The request_header_narrow_utf8_wrapper is defined and mapped to Fusion like this (don't mind the missing namespace declarations):

struct request_header_narrow_utf8_wrapper
{
    typedef std::basic_string<boost::uint32_t> string_type;
    std::basic_string<boost::uint32_t> name, value;
};

BOOST_FUSION_ADAPT_STRUCT(
    boost::network::http::request_header_narrow_utf8_wrapper,
    (std::basic_string<boost::uint32_t>, name)
    (std::basic_string<boost::uint32_t>, value)
    )

This works fine, but i was wondering can i somehow manage to make the parser assing directly to a struct containing std::string members instead of doing the for-each loop with the u32_to_u8_iterator ? I was thinking that one way could be making a wrapper for std::string that would have an assignment operator with boost::uint32_t so that parser could assign directly, but are there other solutions?

EDIT

After reading some more i ended up with this:

namespace boost { namespace spirit { namespace traits {

    typedef std::basic_string<uint32_t> u32_string;

   /* template <>
    struct is_string<u32_string> : mpl::true_ {};*/

    template <> // <typename Attrib, typename T, typename Enable>
    struct assign_to_container_from_value<std::string, u32_string, void>
    {
        static void call(u32_string const& val, std::string& attr) {
            u32_to_u8_iterator<u32_string::const_iterator> begin(val.begin()), end(val.end());
            for(; begin != end; ++begin)
                attr += *begin;
        }
    };

} // namespace traits

} // namespace spirit

} // namespace boost

and this

BOOST_NETWORK_INLINE void parse_headers(std::string const & input, std::vector<request_header_narrow> & container) {
        using namespace boost::spirit::qi;
        u8_to_u32_iterator<std::string::const_iterator> begin(input.begin()), end(input.end());
        parse(
            begin, end,
            *(
                as<boost::spirit::traits::u32_string>()[+(alnum|(punct-':'))]
                >> lit(": ")
                >> as<boost::spirit::traits::u32_string>()[+((unicode::alnum|space|punct) - '\r' - '\n')]
                >> lit("\r\n")
            )
            >> lit("\r\n")
            , container
            );
    }

Any comments or advice if this is the best i can get?

sehe · Accepted Answer · 2013-10-10T08:48:18.830

Another job for a attribute trait.

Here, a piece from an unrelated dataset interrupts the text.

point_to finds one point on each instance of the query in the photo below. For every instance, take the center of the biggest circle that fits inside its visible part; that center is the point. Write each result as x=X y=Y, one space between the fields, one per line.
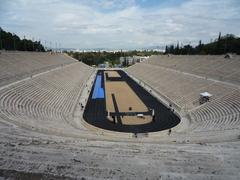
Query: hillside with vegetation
x=222 y=45
x=10 y=41
x=95 y=58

I've simplified your datatypes for demonstration purposes:

typedef std::basic_string<uint32_t> u32_string;

struct Value 
{
    std::string value;
};

Now you can have the conversion happen "auto-magically" using:

namespace boost { namespace spirit { namespace traits {
    template <> // <typename Attrib, typename T, typename Enable>
        struct assign_to_attribute_from_value<Value, u32_string, void>
        {
            typedef u32_to_u8_iterator<u32_string::const_iterator> Conv;

            static void call(u32_string const& val, Value& attr) {
                attr.value.assign(Conv(val.begin()), Conv(val.end()));
            }
        };
}}}

Consider a sample parser that parses JSON-style strings in UTF-8, while also allowing Unicode escape sequences of 32-bit codepoints: \uXXXX. It is convenient to have the intermediate storage be a u32_string for this purpose:

///////////////////////////////////////////////////////////////
// Parser
///////////////////////////////////////////////////////////////

namespace qi         = boost::spirit::qi;
namespace encoding   = qi::standard_wide;
//namespace encoding = qi::unicode;

template <typename It, typename Skipper = encoding::space_type>
    struct parser : qi::grammar<It, Value(), Skipper>
{
    parser() : parser::base_type(start)
    {
        string = qi::lexeme [ L'"' >> *char_ >> L'"' ];

        static qi::uint_parser<uint32_t, 16, 4, 4> _4HEXDIG;

        char_ = +(
                ~encoding::char_(L"\"\\")) [ qi::_val += qi::_1 ] |
                    qi::lit(L"\x5C") >> (                    // \ (reverse solidus)
                    qi::lit(L"\x22") [ qi::_val += L'"'  ] | // "    quotation mark  U+0022
                    qi::lit(L"\x5C") [ qi::_val += L'\\' ] | // \    reverse solidus U+005C
                    qi::lit(L"\x2F") [ qi::_val += L'/'  ] | // /    solidus         U+002F
                    qi::lit(L"\x62") [ qi::_val += L'\b' ] | // b    backspace       U+0008
                    qi::lit(L"\x66") [ qi::_val += L'\f' ] | // f    form feed       U+000C
                    qi::lit(L"\x6E") [ qi::_val += L'\n' ] | // n    line feed       U+000A
                    qi::lit(L"\x72") [ qi::_val += L'\r' ] | // r    carriage return U+000D
                    qi::lit(L"\x74") [ qi::_val += L'\t' ] | // t    tab             U+0009
                    qi::lit(L"\x75")                         // uXXXX                U+XXXX
                        >> _4HEXDIG [ qi::_val += qi::_1 ]
                );

        // entry point
        start = string;
    }

    private:
    qi::rule<It, Value(),  Skipper> start;
    qi::rule<It, u32_string()> string;
    qi::rule<It, u32_string()> char_;
};

As you can see, the start rule simply assigns the attribute value to the Value struct - which implicitely invokes our assign_to_attribute_from_value trait!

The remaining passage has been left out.